Ron Baron, founder and CEO of Baron Capital Management, held his annual investor summit in New York City on Friday. (Photo: Chip East, Bloomberg News)
Investment conferences are frequently a dull affair. Not so at Baron Capital Group’s annual gathering in New York City.
This year’s event, held at the luxurious Metropolitan Opera House on Friday, featured a series of A-list celebrity appearances, including performances by cast members from Broadway’s Hamilton, actor Hugh Jackman, and comedian Louis C.K.
The conference, of course, also included presentations on Baron’s investing approach and yearly returns. The morning agenda was filled with speeches by CEOs of four businesses backed by the firm: Bio-Techne Corporation, a biotechnology holding company; Douglas Emmett, which buys commercial real estate in California and Hawaii; Bright Horizons Family Solutions, a childcare provider; and IDEXX Laboratories, a manufacturer of veterinary healthcare products.

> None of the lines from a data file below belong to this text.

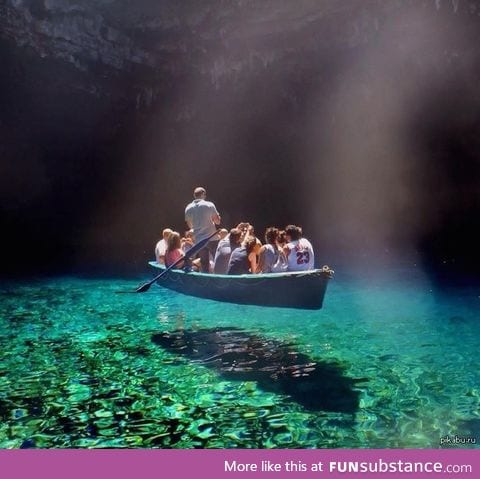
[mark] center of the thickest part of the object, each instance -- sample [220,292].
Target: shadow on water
[276,367]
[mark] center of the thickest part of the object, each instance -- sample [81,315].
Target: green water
[78,367]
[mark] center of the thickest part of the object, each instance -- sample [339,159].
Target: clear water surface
[389,362]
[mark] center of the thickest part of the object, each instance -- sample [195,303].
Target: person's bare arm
[261,259]
[252,258]
[216,219]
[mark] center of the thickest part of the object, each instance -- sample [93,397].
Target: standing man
[201,216]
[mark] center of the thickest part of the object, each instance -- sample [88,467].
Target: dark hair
[281,237]
[250,244]
[295,232]
[271,235]
[235,236]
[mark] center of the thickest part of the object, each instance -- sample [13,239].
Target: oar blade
[143,288]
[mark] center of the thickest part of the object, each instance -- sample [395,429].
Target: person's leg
[212,249]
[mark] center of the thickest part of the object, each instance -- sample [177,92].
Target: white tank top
[301,256]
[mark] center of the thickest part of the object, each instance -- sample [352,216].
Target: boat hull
[304,290]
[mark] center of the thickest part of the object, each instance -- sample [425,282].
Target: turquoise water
[388,362]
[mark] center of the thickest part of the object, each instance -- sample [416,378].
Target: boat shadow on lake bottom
[277,367]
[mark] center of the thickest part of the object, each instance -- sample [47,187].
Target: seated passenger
[224,250]
[174,251]
[298,250]
[161,246]
[269,252]
[187,241]
[282,263]
[222,234]
[243,260]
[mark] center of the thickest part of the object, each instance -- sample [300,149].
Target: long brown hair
[173,241]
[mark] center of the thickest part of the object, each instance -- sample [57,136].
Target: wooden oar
[191,252]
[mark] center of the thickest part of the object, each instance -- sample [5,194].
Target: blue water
[79,367]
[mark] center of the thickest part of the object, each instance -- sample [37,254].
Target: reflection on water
[241,356]
[84,367]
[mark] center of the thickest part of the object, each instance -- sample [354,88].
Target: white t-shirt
[160,250]
[199,214]
[301,256]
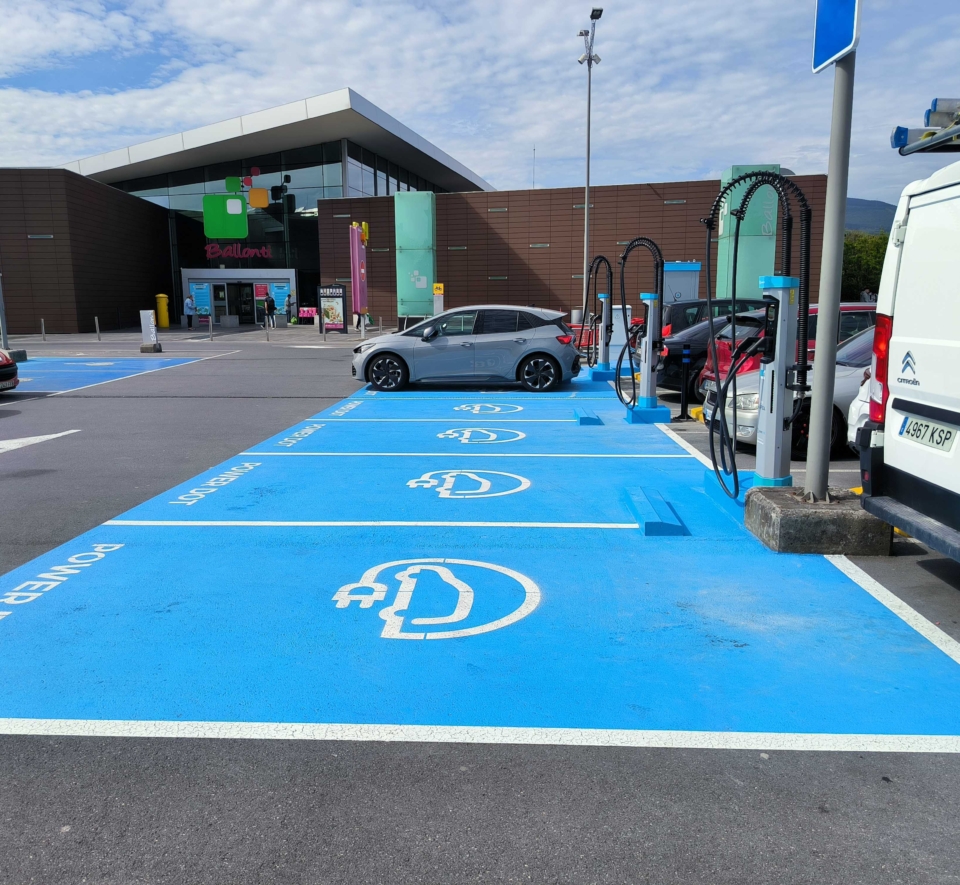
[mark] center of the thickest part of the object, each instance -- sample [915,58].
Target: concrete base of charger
[599,374]
[787,524]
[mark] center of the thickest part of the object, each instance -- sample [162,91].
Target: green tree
[862,263]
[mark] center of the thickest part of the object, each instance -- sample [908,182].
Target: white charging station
[776,401]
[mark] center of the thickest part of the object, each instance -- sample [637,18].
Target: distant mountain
[870,215]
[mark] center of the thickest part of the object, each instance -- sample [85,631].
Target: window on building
[354,178]
[381,177]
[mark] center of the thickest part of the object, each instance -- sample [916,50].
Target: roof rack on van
[940,132]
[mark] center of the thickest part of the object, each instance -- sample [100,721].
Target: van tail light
[879,364]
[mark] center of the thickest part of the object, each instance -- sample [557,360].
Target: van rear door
[923,410]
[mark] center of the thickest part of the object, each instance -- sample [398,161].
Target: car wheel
[540,373]
[801,433]
[388,372]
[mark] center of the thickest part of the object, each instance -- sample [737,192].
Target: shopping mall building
[102,236]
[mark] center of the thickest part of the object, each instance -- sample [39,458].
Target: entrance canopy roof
[323,118]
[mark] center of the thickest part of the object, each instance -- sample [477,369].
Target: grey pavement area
[145,811]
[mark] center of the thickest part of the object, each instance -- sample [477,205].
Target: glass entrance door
[240,301]
[247,314]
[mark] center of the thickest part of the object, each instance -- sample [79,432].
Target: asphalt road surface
[178,810]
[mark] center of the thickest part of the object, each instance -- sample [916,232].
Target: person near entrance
[189,309]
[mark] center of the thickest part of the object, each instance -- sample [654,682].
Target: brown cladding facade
[526,247]
[72,249]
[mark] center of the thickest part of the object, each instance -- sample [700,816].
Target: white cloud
[685,89]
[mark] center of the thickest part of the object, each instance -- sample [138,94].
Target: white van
[910,457]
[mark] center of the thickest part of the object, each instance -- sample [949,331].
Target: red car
[8,372]
[853,318]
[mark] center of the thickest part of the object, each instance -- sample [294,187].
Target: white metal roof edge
[298,111]
[391,124]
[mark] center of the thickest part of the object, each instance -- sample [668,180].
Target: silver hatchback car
[490,343]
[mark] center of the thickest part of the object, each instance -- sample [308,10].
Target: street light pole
[590,59]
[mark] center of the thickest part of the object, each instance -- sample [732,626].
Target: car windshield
[747,324]
[856,351]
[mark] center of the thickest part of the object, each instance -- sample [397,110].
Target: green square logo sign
[225,216]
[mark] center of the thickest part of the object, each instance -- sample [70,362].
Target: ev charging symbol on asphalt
[487,408]
[373,587]
[477,435]
[464,484]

Baron Capital, founded by Ron Baron in 1982, is known for its long-term approach to stock-picking. The strategy has paid off well. The firm now holds $22 billion in assets under management, and Baron himself is worth an even $2 billion, according to FORBES’ real-time rankings of the world’s richest people. A New Jersey native, he initially went to law school, but dropped out a semester shy of graduating and switched to a career on Wall Street.

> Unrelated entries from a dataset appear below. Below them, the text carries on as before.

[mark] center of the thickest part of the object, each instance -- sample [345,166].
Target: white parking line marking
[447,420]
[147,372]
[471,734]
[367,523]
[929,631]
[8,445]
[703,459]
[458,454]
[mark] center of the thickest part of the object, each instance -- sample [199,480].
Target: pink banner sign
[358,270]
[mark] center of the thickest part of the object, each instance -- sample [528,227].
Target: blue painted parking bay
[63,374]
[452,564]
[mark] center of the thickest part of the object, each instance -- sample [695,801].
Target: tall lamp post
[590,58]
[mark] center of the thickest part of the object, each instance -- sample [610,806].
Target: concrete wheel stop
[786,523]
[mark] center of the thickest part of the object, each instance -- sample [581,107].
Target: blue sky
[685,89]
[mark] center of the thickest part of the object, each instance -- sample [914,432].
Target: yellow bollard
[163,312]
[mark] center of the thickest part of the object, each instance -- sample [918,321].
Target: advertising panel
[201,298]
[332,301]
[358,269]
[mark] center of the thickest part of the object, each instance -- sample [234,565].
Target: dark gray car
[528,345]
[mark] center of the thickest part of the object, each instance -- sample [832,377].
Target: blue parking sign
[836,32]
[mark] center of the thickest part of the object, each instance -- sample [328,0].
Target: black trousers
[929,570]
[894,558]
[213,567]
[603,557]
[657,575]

In the afternoon, Baron’s portfolio managers discussed their respective strategies on a panel moderated by Amy Chasen, the firm’s director of research. Noting the lack of diversity on stage—all nine of the portfolio managers were white men, save for Chasen and Linda Martinson, Baron’s president and COO, who were seated on opposite ends of the stage—Ron Baron attempted to play off the awkward imbalance. “We get these complaints all the time about not having enough women out here, so we sandwiched it,” he said.
Later on Friday, in Baron’s address to the 5,000-person audience, he spoke about the day’s theme, “exceptional takes time,” highlighting America’s history of innovation and subsequent prosperity. He also implicitly challenged the messaging of Republican presidential nominee Donald Trump, commenting, “America is great. We can’t understand how somebody would say something different.” He then went on to discuss the importance of celebrating immigrants, referencing the high proportion of his employees who are either first or second generation citizens.
Though he stopped short of making an explicit political endorsement, Baron urged his investors to take action on Election Day. “I would like to leave you with one message,” he said at the conclusion of his talk. “Please vote.”